Kulaklarımızı tırmalayan bu nahoş sözcüklerin kullanım gayesi nedir peki? Bayan yada erkek bu tarz konuşmayı yaşamlarının her anında fütursuzca kullanan insanları ne yazık ki anlayamamanın ötesinde saygı sınırlarını zorlayan insanlar olarak da görüyorum.

Bu nasıl bir davranış şeklidir?
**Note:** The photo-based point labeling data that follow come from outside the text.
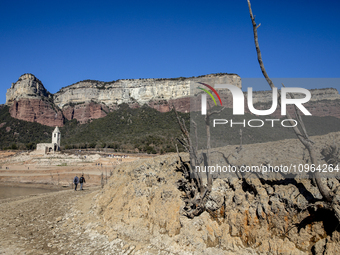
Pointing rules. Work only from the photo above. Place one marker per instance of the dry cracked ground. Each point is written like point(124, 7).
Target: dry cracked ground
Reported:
point(58, 223)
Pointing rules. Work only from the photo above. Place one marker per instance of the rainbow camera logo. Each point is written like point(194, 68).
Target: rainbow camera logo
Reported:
point(204, 97)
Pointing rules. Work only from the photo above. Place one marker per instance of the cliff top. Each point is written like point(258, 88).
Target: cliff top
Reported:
point(102, 84)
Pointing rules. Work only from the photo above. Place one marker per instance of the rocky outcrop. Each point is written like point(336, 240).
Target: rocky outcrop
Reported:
point(28, 87)
point(30, 101)
point(86, 111)
point(36, 110)
point(143, 204)
point(141, 91)
point(87, 100)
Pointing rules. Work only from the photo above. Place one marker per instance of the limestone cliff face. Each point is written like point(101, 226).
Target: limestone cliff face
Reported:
point(30, 101)
point(36, 110)
point(85, 112)
point(87, 100)
point(140, 91)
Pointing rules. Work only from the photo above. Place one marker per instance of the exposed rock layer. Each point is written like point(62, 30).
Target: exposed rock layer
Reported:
point(87, 100)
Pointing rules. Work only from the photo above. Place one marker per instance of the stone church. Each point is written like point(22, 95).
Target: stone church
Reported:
point(51, 147)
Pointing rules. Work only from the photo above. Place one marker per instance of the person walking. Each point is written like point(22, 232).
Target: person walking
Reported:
point(81, 181)
point(75, 181)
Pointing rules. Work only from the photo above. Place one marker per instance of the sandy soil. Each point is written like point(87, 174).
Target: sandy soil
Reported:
point(60, 222)
point(59, 168)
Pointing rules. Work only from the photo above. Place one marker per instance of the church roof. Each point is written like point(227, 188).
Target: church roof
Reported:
point(56, 130)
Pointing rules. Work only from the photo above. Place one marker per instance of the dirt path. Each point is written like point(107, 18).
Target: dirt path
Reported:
point(60, 222)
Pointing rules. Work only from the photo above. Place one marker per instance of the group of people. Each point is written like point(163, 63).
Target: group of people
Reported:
point(80, 180)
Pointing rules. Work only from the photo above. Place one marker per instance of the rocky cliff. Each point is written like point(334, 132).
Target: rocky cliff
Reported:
point(89, 99)
point(30, 101)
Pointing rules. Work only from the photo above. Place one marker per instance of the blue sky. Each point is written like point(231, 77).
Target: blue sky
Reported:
point(62, 42)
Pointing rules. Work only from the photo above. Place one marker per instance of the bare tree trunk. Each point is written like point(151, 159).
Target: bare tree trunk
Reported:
point(325, 192)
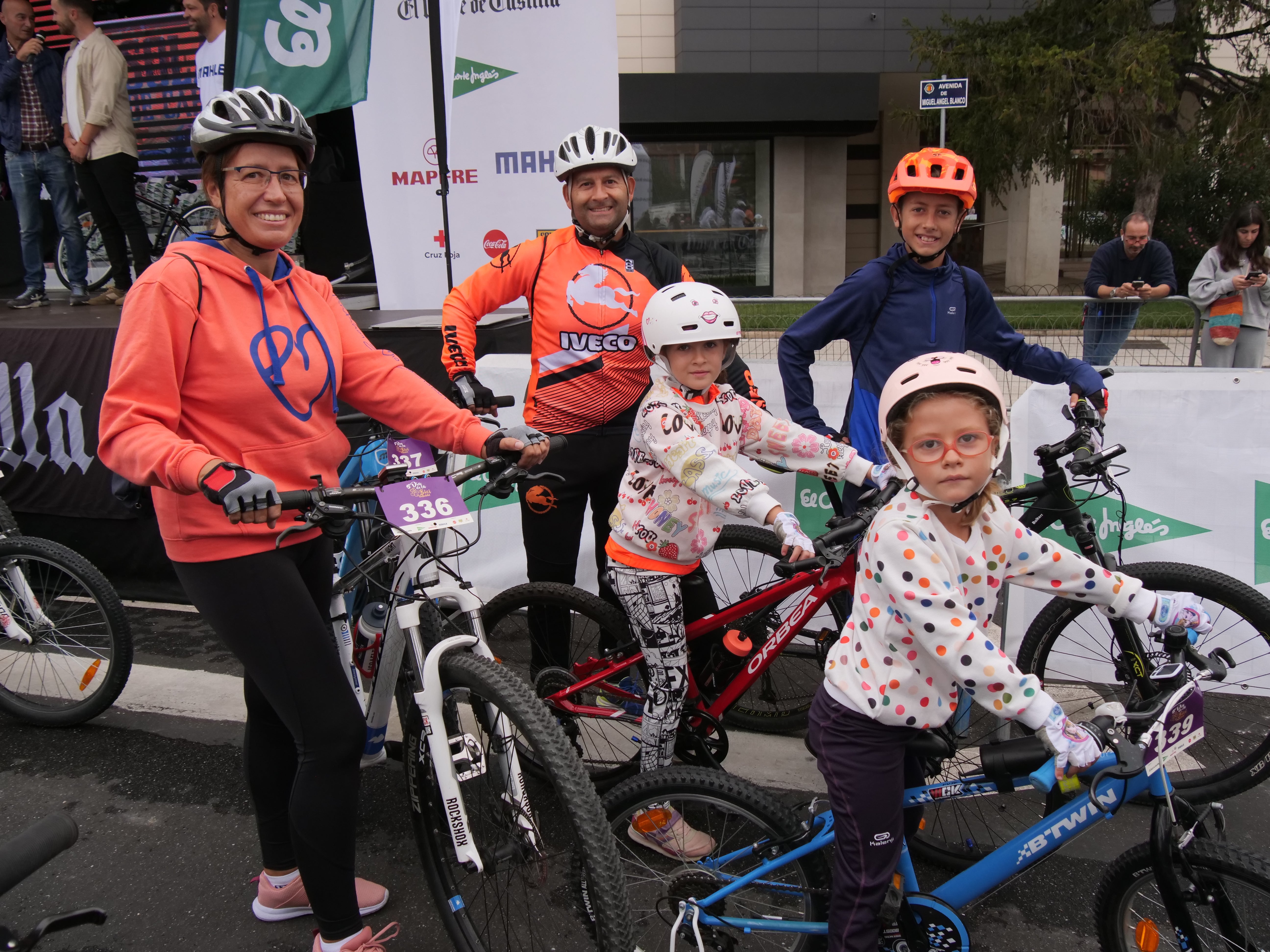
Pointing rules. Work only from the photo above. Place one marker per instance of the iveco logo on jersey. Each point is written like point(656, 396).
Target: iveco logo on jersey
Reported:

Bir tür rahatlamam yolu mu? Kendini daha iyi ve güçlü hissetme mi? Yoksa tuhaf bir tatmin şekli mi? Kızgınlıklarımızın şiddeti içindeyken; ağzımızdan çıkan kelimelere sahip olamamanın verdiği bir tür zayıflık mı? Enteresan olan yanı ise çok yazıktır ki; sarf ederken ve işitirken insanların bunu tebessümle, gülümseyerek karşılayabilmeleri. Özellikle bu tatsız kelimeleri minicik çocuklar sarf ettiklerinde, onları adeta teşvik edercesine alkış tutulmasına ne demeli? Ne kadar da acı.

Aslında argo, sözcük anlamı olarak; bir toplumda içe dönük yaşayan ve toplumun geri kalan kesimlerinden ayrılmak ve/veya korunmak isteyen, daha çok kapalı grupların kullandığı özel sözcükler bütünüdür. Oluşumu, ortaya çıkma sebebi de bu amaçla olup belirli bir gizliliği de içermektedir. Bir nevi karşı çıkma öğesidir. Her ne kadar şaka ve mizah duygusu içerse de zamanla kaba ve küfürlü sözcükler haline gelmiştir. Ama içindeki gizlilik her zaman ilgi uyandırmaya devam etmiştir. Bu nedenle de azınlık grupları, bir tür şifreli konuşma tekniği olan bu dili ısrarla kullanmaya devam etmişlerdir. Ancak argonun; yersiz , zamansız ve çok sık kullanıldığında kaba ve küfürlü sözcüklerle sıkıcı olaya başladığı da yadsınamaz bir gerçektir.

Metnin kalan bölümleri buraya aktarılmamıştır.